I am tired and want to sleep for 4 days
My kids need to miss me
I need to miss them
I need quiet time to think, to be inspired for them and for me
I need to remember what it is like to be just me, not a mom or a wife
My 8 year old looked at the one page of instructions I typed up for the Mr. Mom who will be caring for the brood and said, "Is that all the instructions you are giving dad?" Yep. I assured him he will do just fine.
"Who is going to do the laundry while you are away?"
"The same guy who is going to make your breakfast."
"But I won't be able to yell, MOM! and Dad won't let me yell, DAD!"
"That is why I am leaving, so no one will yell MOM! for four days."
"But I like to yell it so I know you are there."
My kids don't know what it is like to not have a mom to yell for at their every whim. Precisely why I need to be absent for a few days. Wish I could take all you overworked moms with me. Maybe we will have an Enlightened Homemaker cruise next year. Save your bucks. We all deserve it.

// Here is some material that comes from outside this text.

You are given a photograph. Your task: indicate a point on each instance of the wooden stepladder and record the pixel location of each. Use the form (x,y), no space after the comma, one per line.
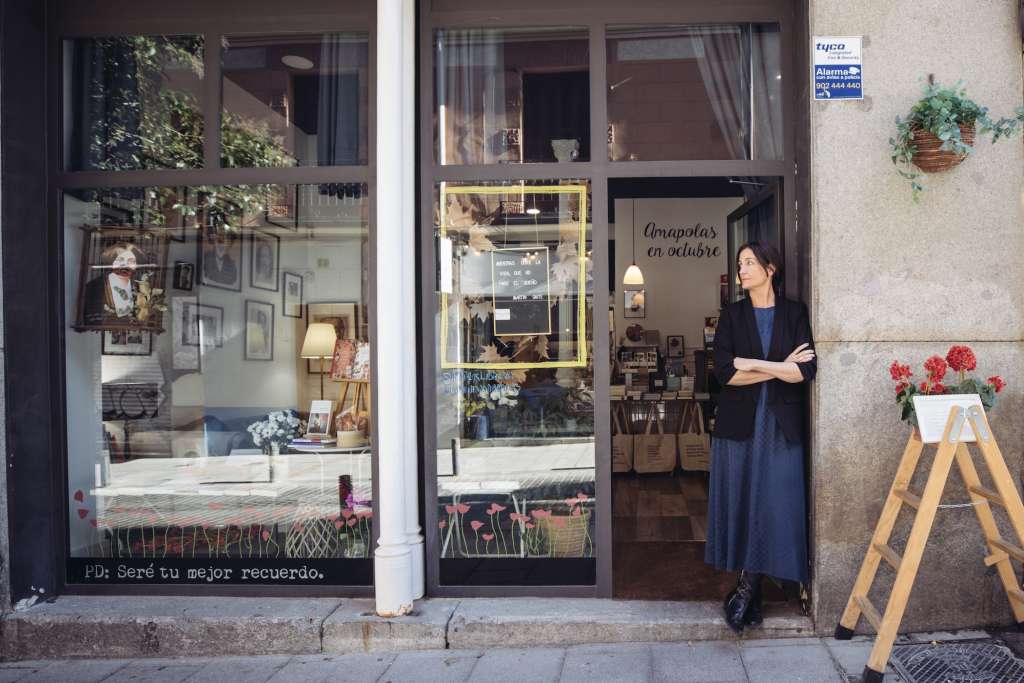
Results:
(926,505)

So I will talk to you all on Monday, refreshed and inspired. My 10 year old will no doubt be wearing his favorite football jersey everyday while I am away since I ban it on a daily basis and my 16 year old won't shave, the glass door won't get cleaned 3 times a day and no one will get gourmet pancakes in the morning. But, I know they will be loved and bellies full. They are in good hands and I think the man of the house will miss me a little too, and that is also a good thing. I really want to be missed.